Por que ler Ailton Krenak?

A obra de Ailton nasce como um confronto ao pensamento capitalista de que devemos destruir a natureza, baseado na construção de uma distinção entre “Nós”, seres humanos, e ‘’Ela’’, a natureza, e que em seu lugar sejam construídos mais “shoppings e estacionamentos”. 

Estamos tão condicionados a pensar que nós “humanos” somos uma coisa e a natureza é outra que acabamos por despersonificar a Terra, retiramos dela qualquer tipo de humanidade e racionalidade, somos atraídos pelo discursos hegemônicos de que a Natureza, por ser inferior, pode e deve ser explorada até os último resquícios e nos esquecemos que não existe um “lá fora”.
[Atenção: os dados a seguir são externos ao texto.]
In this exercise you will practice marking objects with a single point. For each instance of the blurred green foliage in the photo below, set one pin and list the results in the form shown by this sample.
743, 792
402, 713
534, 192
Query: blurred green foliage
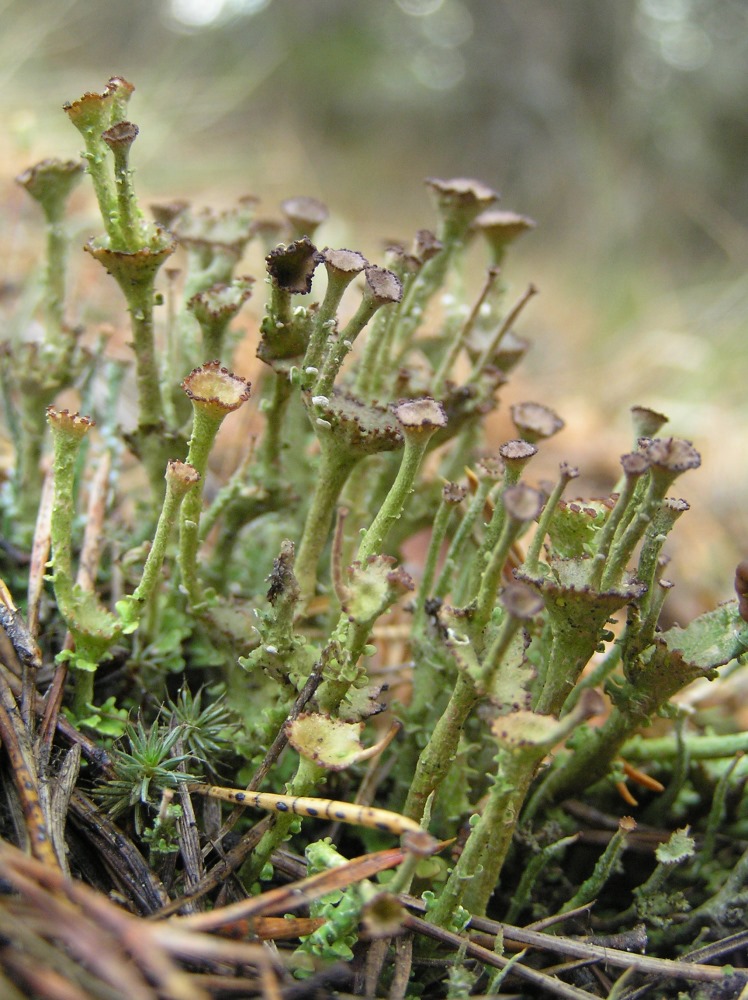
622, 124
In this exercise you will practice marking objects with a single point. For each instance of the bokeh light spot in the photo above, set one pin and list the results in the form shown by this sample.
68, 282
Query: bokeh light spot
438, 69
419, 8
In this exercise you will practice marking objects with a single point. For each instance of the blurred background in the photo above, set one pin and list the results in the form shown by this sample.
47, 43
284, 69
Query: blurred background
620, 127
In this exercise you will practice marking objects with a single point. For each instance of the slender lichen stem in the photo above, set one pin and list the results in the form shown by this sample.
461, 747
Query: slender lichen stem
332, 472
392, 508
437, 756
204, 430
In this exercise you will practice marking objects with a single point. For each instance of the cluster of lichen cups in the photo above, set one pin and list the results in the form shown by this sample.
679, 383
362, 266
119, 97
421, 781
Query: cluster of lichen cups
499, 639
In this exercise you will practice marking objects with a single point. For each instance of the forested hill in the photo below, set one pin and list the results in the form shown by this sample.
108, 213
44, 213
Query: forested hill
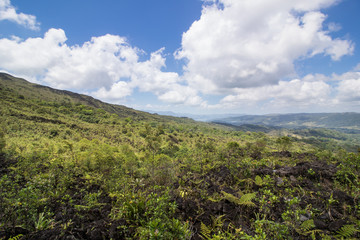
22, 89
350, 121
73, 167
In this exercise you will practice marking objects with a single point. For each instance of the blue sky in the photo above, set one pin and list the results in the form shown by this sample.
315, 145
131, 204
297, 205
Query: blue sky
223, 56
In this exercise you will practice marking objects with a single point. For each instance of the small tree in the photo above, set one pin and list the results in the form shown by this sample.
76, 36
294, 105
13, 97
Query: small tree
284, 143
2, 141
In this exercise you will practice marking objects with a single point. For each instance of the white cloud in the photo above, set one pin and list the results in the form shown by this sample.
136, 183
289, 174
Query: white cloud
295, 93
348, 89
245, 44
8, 12
107, 67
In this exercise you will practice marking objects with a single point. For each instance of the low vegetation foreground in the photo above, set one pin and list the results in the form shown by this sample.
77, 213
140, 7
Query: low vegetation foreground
72, 167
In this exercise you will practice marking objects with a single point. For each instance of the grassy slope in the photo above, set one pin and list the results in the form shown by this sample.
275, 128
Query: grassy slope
74, 167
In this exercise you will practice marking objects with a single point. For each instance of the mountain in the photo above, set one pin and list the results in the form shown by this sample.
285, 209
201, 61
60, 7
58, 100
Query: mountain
73, 167
340, 121
10, 85
196, 117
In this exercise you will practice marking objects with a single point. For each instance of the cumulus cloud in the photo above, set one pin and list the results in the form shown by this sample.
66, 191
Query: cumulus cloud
8, 12
348, 89
106, 67
246, 44
294, 93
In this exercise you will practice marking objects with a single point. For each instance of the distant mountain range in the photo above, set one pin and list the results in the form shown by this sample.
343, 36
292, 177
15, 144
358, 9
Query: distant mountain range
347, 122
196, 117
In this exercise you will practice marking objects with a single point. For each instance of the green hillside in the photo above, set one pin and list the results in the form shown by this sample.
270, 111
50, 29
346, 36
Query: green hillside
73, 167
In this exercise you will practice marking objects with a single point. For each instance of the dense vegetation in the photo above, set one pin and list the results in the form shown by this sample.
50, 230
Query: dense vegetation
72, 167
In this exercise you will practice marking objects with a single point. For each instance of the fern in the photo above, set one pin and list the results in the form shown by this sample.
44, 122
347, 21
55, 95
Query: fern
245, 200
216, 226
307, 225
259, 181
347, 231
205, 231
18, 237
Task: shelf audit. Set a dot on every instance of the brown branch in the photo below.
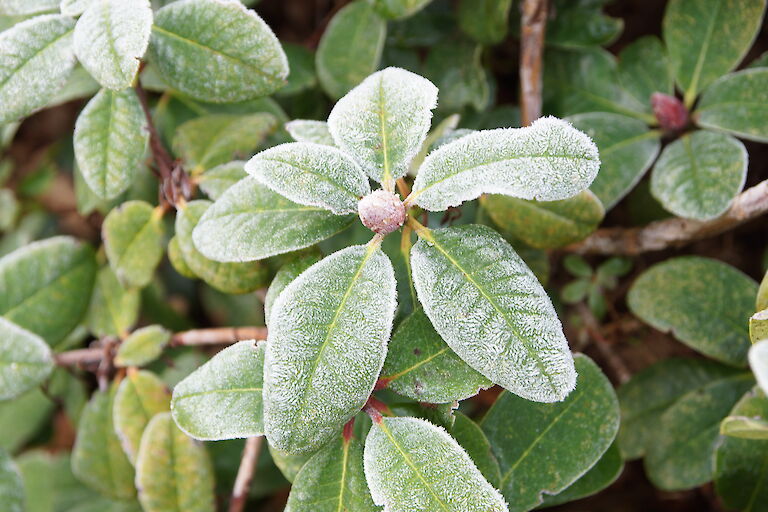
(533, 26)
(675, 232)
(245, 473)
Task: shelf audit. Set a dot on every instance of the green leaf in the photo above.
(214, 182)
(114, 309)
(250, 222)
(736, 104)
(225, 277)
(485, 21)
(143, 346)
(471, 437)
(627, 149)
(758, 362)
(704, 303)
(741, 480)
(350, 48)
(223, 398)
(139, 397)
(328, 338)
(383, 121)
(98, 459)
(548, 161)
(682, 457)
(332, 480)
(412, 465)
(284, 277)
(513, 336)
(649, 393)
(214, 139)
(312, 175)
(243, 57)
(37, 58)
(546, 224)
(699, 175)
(706, 40)
(602, 474)
(173, 472)
(26, 360)
(110, 141)
(133, 239)
(45, 287)
(421, 366)
(399, 9)
(307, 130)
(111, 38)
(12, 487)
(550, 446)
(644, 69)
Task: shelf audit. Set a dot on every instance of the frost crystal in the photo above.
(384, 120)
(491, 310)
(307, 130)
(311, 174)
(36, 57)
(110, 39)
(328, 337)
(414, 466)
(548, 161)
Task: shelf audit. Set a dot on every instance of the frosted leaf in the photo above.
(25, 7)
(308, 130)
(139, 397)
(223, 398)
(328, 337)
(36, 57)
(110, 141)
(311, 174)
(758, 361)
(251, 222)
(332, 480)
(383, 121)
(111, 38)
(26, 360)
(173, 472)
(491, 310)
(548, 160)
(74, 7)
(217, 50)
(414, 466)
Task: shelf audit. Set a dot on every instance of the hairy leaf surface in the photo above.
(513, 335)
(383, 121)
(251, 222)
(548, 161)
(328, 338)
(223, 398)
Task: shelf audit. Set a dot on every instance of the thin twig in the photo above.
(675, 232)
(245, 473)
(533, 26)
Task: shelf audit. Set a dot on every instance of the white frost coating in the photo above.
(110, 141)
(308, 130)
(492, 311)
(758, 361)
(36, 58)
(383, 121)
(251, 222)
(414, 466)
(548, 161)
(223, 398)
(26, 360)
(111, 37)
(311, 174)
(328, 338)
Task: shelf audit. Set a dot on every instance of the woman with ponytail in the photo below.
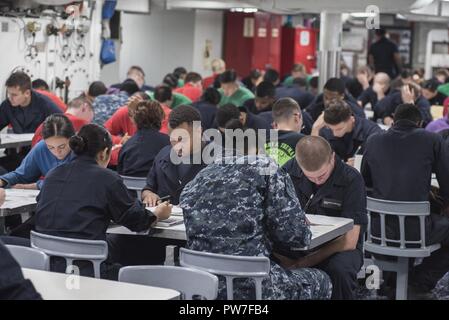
(79, 199)
(137, 155)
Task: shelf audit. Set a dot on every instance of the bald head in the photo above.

Sendo assim, a obra de Ailton traz uma nova forma de ser e estar no mundo, uma maneira distinta de viver na Terra sendo co-responsável pelo desenvolvimento e entendendo-a como um ser com personalidade. A obra de Ailton, mais do que uma obra teórica ou filosófica, é uma tentativa de trazer uma nova maneira de ver a realidade e a Terra, que permite compreender os discursos que as grandes corporações tentam nos vender, bem como busca maneiras de solucionar os problema que estamos produzindo enquanto humanidade.

Referência:

KRENAK, Ailton. Ideias para adiar o fim do mundo. Editora Companhia das Letras, 2019.